Pricing inquiries for refinance transactions led an overall decline in mortgage activity during the Independence Day holiday week, though adjustable-rate activity was down nearly as much. Mortgage rates eased but are likely to surge in the next report.
A 37 percent drop from last week left the U.S. Mortgage Market Index from LoanSifter and Mortgage Daily for the week ended July 5 at 183. Business has slowed 9 percent from the same week in 2012.
A 40.0 percent decline in refinance activity was the biggest decline of any category. Refinances have slowed 30 percent over the past year.
With 54.3 percent of pricing inquiries being for refinances this week, refinance share narrowed from 56.5 percent in the previous report. Refinance share was 71.2 percent one year earlier.
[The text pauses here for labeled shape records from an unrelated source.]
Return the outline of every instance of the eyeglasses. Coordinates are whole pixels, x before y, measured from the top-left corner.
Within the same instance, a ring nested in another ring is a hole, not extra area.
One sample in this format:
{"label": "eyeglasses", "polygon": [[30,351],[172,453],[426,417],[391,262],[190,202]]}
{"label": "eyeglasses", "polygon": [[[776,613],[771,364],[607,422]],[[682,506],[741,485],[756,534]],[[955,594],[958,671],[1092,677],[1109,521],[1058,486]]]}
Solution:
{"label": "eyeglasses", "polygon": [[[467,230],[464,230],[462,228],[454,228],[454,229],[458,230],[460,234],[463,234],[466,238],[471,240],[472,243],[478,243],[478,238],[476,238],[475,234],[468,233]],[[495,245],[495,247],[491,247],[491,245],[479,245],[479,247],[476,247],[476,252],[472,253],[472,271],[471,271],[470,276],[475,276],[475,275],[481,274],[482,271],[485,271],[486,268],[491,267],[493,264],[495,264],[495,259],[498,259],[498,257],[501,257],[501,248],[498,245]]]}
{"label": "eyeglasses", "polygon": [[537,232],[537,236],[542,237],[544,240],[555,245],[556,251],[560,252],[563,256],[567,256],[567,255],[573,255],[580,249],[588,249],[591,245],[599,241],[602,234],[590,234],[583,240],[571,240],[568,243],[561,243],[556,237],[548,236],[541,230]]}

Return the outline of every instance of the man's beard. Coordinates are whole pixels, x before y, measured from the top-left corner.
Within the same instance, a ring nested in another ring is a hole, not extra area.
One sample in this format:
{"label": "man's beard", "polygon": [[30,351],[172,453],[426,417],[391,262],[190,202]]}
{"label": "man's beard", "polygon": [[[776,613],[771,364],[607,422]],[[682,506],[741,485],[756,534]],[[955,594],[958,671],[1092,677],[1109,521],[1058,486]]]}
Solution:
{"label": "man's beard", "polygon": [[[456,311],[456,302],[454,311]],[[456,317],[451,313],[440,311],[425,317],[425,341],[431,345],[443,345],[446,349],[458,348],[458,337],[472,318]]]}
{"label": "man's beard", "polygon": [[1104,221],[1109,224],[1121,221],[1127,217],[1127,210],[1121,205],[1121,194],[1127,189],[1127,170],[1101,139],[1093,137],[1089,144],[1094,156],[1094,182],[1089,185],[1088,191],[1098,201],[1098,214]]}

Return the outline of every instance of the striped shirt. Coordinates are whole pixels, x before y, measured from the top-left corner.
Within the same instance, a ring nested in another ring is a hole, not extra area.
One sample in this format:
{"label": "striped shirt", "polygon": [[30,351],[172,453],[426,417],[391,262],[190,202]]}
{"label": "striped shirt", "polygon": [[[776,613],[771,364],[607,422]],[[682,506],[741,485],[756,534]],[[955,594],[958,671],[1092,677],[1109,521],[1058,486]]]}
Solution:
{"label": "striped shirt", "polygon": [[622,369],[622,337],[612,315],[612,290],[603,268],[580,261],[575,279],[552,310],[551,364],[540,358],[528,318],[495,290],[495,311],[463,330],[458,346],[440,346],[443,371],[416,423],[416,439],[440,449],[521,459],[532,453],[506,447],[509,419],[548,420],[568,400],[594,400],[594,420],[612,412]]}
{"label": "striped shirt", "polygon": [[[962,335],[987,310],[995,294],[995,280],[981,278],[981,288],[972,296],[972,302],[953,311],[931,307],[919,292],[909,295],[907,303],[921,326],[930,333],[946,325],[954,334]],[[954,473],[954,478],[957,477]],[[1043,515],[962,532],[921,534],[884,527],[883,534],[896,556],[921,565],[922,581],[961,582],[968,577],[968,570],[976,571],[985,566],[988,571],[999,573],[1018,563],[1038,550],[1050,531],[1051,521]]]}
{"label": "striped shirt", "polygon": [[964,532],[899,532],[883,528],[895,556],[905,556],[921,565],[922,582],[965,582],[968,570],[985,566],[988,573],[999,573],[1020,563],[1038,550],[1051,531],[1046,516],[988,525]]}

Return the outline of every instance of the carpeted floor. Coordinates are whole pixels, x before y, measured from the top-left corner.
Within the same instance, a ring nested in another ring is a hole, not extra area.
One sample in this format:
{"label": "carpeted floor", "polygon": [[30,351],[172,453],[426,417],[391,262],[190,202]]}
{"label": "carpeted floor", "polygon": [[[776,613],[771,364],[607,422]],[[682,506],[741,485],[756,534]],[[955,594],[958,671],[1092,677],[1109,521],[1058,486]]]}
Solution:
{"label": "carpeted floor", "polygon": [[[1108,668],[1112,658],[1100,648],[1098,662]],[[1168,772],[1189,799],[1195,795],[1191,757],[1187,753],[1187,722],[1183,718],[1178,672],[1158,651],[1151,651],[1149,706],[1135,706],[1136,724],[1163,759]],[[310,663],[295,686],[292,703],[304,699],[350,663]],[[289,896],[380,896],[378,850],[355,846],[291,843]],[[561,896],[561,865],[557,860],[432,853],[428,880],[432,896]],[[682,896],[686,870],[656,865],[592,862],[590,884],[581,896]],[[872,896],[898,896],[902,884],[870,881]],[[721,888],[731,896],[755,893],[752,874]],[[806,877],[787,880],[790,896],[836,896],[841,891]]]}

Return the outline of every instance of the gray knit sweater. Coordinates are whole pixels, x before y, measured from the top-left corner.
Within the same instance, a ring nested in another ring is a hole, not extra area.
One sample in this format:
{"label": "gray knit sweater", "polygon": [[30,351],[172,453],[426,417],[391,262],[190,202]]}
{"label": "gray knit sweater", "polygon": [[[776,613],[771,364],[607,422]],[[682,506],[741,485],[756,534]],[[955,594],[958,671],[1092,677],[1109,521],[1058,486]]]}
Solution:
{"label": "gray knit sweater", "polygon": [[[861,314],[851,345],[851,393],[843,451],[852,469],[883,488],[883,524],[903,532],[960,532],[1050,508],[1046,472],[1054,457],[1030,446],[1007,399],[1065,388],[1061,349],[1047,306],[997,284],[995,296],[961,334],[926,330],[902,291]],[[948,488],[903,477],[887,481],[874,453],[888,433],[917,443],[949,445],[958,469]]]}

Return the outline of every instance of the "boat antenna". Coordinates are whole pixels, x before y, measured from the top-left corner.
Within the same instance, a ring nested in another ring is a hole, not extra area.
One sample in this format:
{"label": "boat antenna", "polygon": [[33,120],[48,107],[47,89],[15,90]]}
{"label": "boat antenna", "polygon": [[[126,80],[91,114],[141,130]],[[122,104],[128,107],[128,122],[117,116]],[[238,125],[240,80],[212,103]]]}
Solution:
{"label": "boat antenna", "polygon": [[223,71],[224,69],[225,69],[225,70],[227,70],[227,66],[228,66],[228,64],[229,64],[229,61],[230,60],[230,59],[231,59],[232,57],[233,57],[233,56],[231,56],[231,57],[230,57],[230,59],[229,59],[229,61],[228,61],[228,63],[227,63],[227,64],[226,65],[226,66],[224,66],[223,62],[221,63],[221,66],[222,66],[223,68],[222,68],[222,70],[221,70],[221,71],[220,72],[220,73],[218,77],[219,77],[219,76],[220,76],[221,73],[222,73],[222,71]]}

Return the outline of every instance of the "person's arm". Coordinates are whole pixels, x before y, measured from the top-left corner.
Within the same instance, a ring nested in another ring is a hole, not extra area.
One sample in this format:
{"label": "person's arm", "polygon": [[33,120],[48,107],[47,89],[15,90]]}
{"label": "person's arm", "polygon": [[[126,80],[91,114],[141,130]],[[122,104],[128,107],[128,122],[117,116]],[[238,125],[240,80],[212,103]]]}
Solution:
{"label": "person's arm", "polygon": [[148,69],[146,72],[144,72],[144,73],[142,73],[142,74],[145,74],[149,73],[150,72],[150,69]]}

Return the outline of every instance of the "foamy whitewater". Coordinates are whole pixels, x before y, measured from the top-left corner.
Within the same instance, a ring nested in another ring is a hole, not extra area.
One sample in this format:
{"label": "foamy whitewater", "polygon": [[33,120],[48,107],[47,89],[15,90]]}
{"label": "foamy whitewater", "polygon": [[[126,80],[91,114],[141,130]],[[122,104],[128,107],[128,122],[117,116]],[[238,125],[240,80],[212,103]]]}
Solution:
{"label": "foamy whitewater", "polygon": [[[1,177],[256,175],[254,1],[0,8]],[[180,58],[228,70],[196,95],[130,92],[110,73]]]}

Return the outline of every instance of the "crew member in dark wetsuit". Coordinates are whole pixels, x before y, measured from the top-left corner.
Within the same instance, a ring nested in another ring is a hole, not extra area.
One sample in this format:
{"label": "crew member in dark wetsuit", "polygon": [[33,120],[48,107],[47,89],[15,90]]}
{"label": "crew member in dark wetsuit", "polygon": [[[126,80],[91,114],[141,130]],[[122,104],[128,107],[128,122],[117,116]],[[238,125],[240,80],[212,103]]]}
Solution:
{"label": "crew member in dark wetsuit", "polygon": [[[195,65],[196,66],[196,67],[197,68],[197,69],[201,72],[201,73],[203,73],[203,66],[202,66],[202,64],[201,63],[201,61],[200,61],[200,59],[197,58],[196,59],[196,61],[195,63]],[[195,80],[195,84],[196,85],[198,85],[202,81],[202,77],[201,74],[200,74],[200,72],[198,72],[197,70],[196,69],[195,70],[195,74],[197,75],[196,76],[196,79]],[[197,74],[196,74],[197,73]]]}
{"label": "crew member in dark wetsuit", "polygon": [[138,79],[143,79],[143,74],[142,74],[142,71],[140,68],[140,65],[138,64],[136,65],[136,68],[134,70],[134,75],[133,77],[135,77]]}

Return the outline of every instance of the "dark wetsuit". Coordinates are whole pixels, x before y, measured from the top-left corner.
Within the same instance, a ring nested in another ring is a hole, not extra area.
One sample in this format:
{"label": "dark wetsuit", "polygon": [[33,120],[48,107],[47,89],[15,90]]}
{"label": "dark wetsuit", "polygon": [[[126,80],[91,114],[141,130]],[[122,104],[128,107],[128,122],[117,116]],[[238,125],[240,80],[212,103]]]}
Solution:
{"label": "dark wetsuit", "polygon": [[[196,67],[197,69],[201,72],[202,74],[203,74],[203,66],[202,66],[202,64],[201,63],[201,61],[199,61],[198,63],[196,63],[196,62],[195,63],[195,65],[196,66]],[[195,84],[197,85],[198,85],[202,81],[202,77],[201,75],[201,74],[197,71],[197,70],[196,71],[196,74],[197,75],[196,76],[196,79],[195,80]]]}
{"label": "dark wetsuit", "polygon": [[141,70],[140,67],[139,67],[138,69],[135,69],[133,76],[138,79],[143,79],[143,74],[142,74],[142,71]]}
Refinance share in the latest report consisted of a 39.9 percent rate-term share and a 14.4 percent cashout share.
Loan pricing inquiries for adjustable-rate mortgages fell 39.5 percent. ARM activity, however, was up a quarter from the week ended July 6, 2012.
ARM share slipped to 7.9 percent from 8.1 percent in the week ended June 28. A year ago, ARM share stood at 5.8 percent.
Conventional business turned in the next-worst performance, falling 39 percent. Conventional pricing inquiries were off 12 percent from the same week last year.
Inquiries for mortgages insured by the Federal Housing Administration retreated 36 percent and were 16 percent slower than one year prior. FHA share inched up to 15.9 percent from 15.6 percent and was 17.4 percent during the year-earlier period.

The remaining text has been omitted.